# Archive for December, 2017

Are you playing along with Advent of Code? I got started a little late this year, so I’m doing a couple of days each day until I catch up.

The basis of Advent of Code isn’t so much the beauty of your code as it is the correctness. Because of this, a lot of my code is hideously ugly, with design choices best described as “questionable”. For example, at one point, I used `flatMap.count` on returned optionals instead of returning zeroes and ones and reducing them with `+`. I’m using Swift because that’s the language that’s currently dominant in my brain, although a lot of the memory manipulation would have been easier with straight C.

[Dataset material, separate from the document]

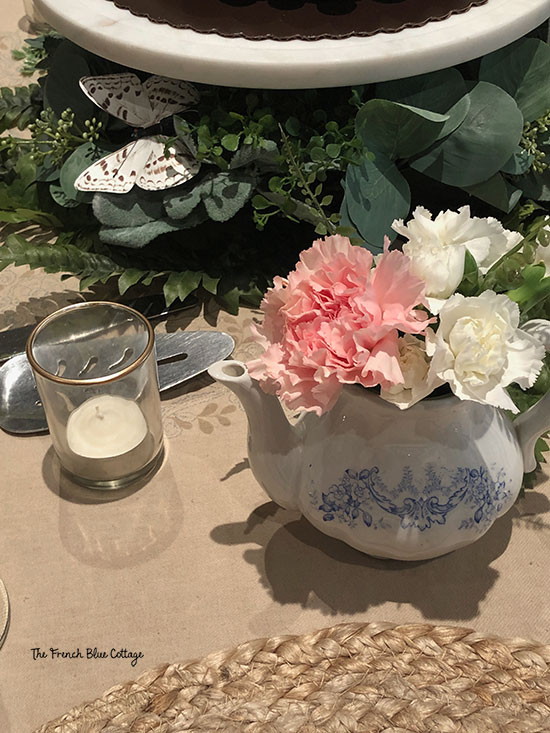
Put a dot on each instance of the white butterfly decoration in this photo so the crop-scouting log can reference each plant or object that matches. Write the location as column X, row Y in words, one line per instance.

I wanted to share my solution for the first half of day 3. The challenge stipulates a squared spiral pattern of numbers in a grid and then asks you to calculate the distance from each number to the center. The approach I came up with for part I proved completely useless for the second half of day 3, where I had to start over from scratch. (Normally, you just modify the first code with an extra function and you go from part I to part II pretty easily.)

I took a road with part I that really didn’t fit the mindset of the challenge givers. For me, I was thinking geometrically, noticing that this was a degenerate case of a series of concentric circles. However instead of calculating the distance with a sin-cos solution, the concentric squares created a stepped triangle wave instead. Because of this, I built my solution to traverse the triangle wave and deduce the distance as the radius + the phase of the wave for any given number.

I thought I’d share my code for this because it’s pretty short and I think it’s pretty unusual for the problem domain.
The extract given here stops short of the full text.